“I get a feeling sometimes that some of these candidates were just locked in their wardrobes and they were told: ‘Just take selfies in there and don’t come out until you’ve finished the entire wardrobe.’ All kinds of postures. Just ridiculous. It has been an embarrassing exercise in terms of electioneering.” – Wole Soyinka!
The previous post looked at the Campaign Team based on the lessons from Axelord’s Believer. Today we will jot down some points on THE CANDIDATE through eyes of Nigerian elections based mainly on WOle Soyinka’s interview published in the Guardian UK. Various news and readings on the elections have also informed in this entry however implicit.
The quote above gives a hint of the contemporary candidature issue. I think, this is mostly out of neoliberalism and consumerism idea that has penetrated in every corner of the society and in areas including academia and politics (especially party politics). The need to “Brand” oneself has exceeded the content. This has affected elections and campaigns whereby candidates focus more on branding themselves with little content or substance in their expressions of whatever kind. At least in the developed world (don’t get me wrong here because they have also been immensely affected by branding issues) the brand is almost equally balanced with content in terms of policies. Although there have been a tendency of left and right parties meeting in the centre with effect of looking similar, we have now seen re-emergency of the role of ‘ideology’ in Europe where we hear of extreme right parties or extreme left. Thus the content still matters in their party politics and elections. Well, without getting lost into that debate which will be the subject of future post when discussing ongoing UK’s campaigns, let’s turn to our case today-Nigeria.
So the Nigerians went to polls over the weekend -28th & 29th March 2015 after weeks of postponement due to Boko Haram threat. Security is really an issue in Nigeria. And I hope each candidate took it seriously in his or her canvassing – that is if branding and advertising did not chock him or her.
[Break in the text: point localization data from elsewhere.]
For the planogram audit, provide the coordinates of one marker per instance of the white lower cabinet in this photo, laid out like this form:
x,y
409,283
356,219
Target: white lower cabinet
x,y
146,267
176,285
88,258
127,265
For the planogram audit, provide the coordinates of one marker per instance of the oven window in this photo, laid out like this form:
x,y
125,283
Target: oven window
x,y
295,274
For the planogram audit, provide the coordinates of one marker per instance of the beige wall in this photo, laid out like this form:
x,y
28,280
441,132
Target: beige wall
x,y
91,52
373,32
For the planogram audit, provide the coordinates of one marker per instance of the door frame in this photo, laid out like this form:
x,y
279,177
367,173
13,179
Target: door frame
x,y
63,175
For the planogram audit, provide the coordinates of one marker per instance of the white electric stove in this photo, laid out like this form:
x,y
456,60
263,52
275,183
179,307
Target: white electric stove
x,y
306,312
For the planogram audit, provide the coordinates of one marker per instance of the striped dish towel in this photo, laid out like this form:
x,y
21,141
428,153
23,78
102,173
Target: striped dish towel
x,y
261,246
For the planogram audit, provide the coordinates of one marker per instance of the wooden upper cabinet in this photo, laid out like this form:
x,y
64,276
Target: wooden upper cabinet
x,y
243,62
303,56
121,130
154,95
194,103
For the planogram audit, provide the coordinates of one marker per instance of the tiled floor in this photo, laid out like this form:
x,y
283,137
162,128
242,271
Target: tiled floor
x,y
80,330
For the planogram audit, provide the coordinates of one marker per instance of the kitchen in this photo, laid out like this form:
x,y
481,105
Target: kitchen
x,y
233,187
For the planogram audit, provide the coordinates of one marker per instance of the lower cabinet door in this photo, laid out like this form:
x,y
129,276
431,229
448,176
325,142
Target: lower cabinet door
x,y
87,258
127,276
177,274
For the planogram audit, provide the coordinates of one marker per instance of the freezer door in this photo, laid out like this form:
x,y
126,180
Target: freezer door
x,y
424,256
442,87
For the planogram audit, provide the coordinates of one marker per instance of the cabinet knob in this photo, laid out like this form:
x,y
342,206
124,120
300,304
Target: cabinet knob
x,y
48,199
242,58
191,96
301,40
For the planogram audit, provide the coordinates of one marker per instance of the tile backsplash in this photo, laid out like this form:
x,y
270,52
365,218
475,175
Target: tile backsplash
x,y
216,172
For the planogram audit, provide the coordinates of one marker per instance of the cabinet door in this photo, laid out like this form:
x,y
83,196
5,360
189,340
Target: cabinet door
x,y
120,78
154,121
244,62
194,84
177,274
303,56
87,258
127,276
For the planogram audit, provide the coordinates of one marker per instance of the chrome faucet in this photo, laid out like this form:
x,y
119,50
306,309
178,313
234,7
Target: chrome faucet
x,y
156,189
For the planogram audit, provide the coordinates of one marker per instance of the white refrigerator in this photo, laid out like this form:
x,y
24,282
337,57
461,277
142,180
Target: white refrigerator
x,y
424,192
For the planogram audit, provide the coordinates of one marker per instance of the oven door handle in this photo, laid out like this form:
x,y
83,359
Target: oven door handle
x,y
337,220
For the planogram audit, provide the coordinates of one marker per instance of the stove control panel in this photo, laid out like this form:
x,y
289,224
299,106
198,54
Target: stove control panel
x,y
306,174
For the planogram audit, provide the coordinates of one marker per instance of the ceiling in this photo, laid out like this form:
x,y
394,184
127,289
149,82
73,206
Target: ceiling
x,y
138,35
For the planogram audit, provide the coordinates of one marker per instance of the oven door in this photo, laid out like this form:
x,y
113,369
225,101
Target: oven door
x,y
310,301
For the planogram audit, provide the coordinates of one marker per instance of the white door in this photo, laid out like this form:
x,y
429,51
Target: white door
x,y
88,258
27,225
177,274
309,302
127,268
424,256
Well, the Nigerians are really in the group of what Political Culture scholars call “active citizens”. The way they showed up in the voting line is a sign of that. It is reported that nearly 60million people are registered to vote. It is arguable that these electorates are all going for “the candidate” and not the substance. Millions of dollars have been used to advertise the candidate. In describing the problems of liberal democracy and elections issues, the late Lee Kuan Yew spoke of the following concerning the candidate in the modern days campaigning:
“Security, prosperity, and the consumer society plus mass communications have made for a different kind of person getting elected as a leader, one who can present himself and his program in a polished way…am amazing at the way media professionals can give a candidate a new image and transform him, at least superficially, into a different personality. Winning an election becomes, in large measure, a contest in packaging and advertising…A spin doctor is a high income professional, one in great demand. From such a process, I doubt if a Churchill, a Roosevelt, or a de Gaulle can emerge.” – Lee Kuan Yew
In Nigeria, the Guardian UK reports “countless millions of dollars have been lavished on the election campaigns, with commercials dominating television and newspapers for the three months…cities have been coated in placards and posters on a breathtaking scale”.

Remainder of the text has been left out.